Bellcore is a very important part of what will be an SAIC total package of IT and systems integration that's not only a very good business for us but is terribly important for this country and solving the world's great problems.

WT: When do you expect to close the Bellcore deal?

OWENS: We have to get through approvals by the public utility commissions in the individual states. We are very hopeful it will close in the next few months, if not in a few weeks.

WT: What type of opportunities is a tighter federal budget creating for SAIC?

OWENS: The budget is causing agencies to review their programs in profound ways. That means there may be an opportunity for the kind of smart solutions that may not have been there when the budget was fully funded.

If we do our work right, we can make contributions to the agencies that can be profound in the way we do business - whether that is privatization or smarter systems.
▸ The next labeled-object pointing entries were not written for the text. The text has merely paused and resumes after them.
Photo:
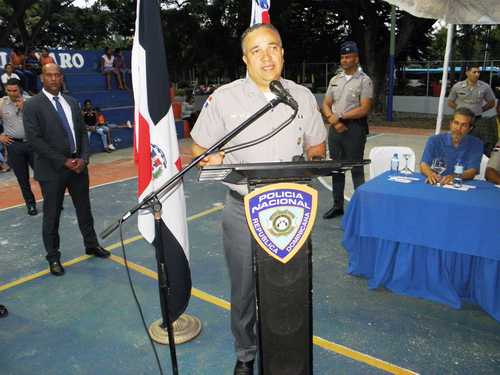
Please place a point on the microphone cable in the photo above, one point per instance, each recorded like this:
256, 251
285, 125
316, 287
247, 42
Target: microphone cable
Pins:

Smarter transportation systems could be very important in meeting some of the budget hits that the agencies are taking. We have worked with the military commanders as they have taken shortfalls in their budgets and tried to find ways where we could do things cheaper. This is going to be good business for us.

WT: How is SAIC positioning itself to take advantage of trends in the federal market?
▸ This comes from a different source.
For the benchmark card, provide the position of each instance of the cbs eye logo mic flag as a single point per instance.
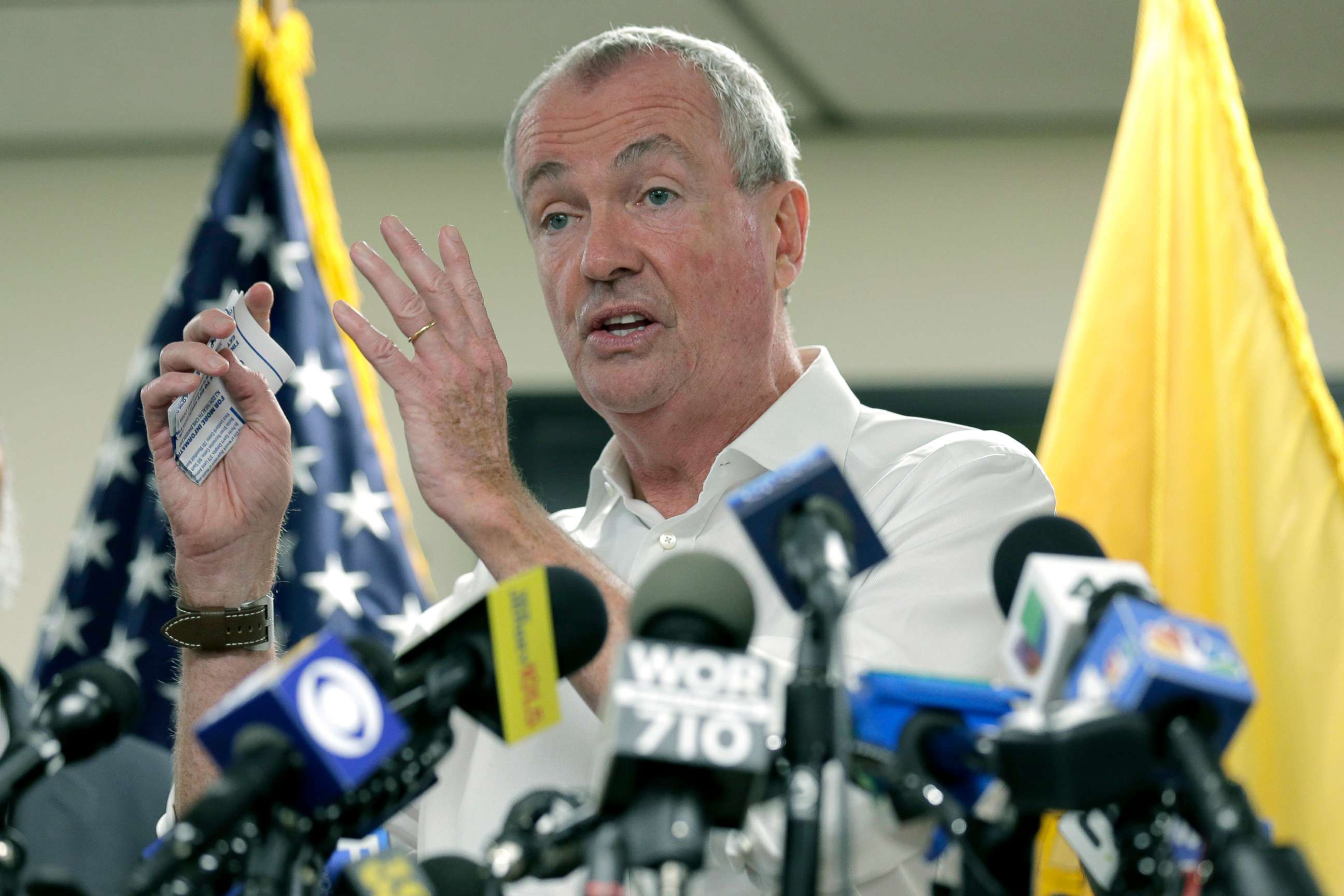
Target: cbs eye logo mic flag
(348, 556)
OWENS: Many of our government customers are faced with real issues that demand smart solutions. With the addition of Bellcore, SAIC has some of the broadest technologies in the country.

We are very much into environmental remediation. The area of privatization and what we do with government property is a big deal, and SAIC is well-positioned to be helpful in that area.

In the area of health care, SAIC is exploring ways to make doctors as efficient as they can be. One is the Combined Health Care System, a $1 billion contract with the Department of Defense that developed a remarkable technology. It allows medical records to contain X-rays, even video of a sonogram of your heart beating. There is an interface that allows hundreds of thousands of people to share that information at facilities around the country and even at foreign bases.

National security has been the mainstay for SAIC for a number of years. I have talked about the importance of sensors, communications and precision weapons as elements of the revolution of military affairs. The issue really is smart warfare. All this is very good business for SAIC.

WT: SAIC plans to increase its commercial business to 40 percent or 50 percent of overall revenues. How is that transition going?

OWENS: We are the lead information technology company for British Petroleum. We have about 1,600 people working in Caracas, Venezuela, for an SAIC company called Intesa, which is the information technology company for the Venezuela National Oil Co., the second largest oil company in the world.

We do a lot of work with Aramco in Saudi Arabia; we are very much into oil and gas outsourcing.

Moving from the government business into commercial business is a bit of a challenge for us. Bellcore will help us since they are 98 percent commercial; they will help us learn a lot and they will be an important part of our technology stable.

WT: How is work progressing on the global problems project you announced in January?

OWENS: It is an important responsibility for us to continue the debate on the 11 global problems that I thought we should focus on. We had a seminar on the world's water supply [in early June].

We've spent a lot of time developing that list of problems and then trying to understand these problems. It is one thing to build the list. But it is another thing to say what does it really mean and what we can do that can make a big difference.

[The project] is becoming a part of our awareness. Whether it is energy, disease, food or support for the middle classes in Third World countries. These are important discussions and they keep our vista from being completely focused on the here and now.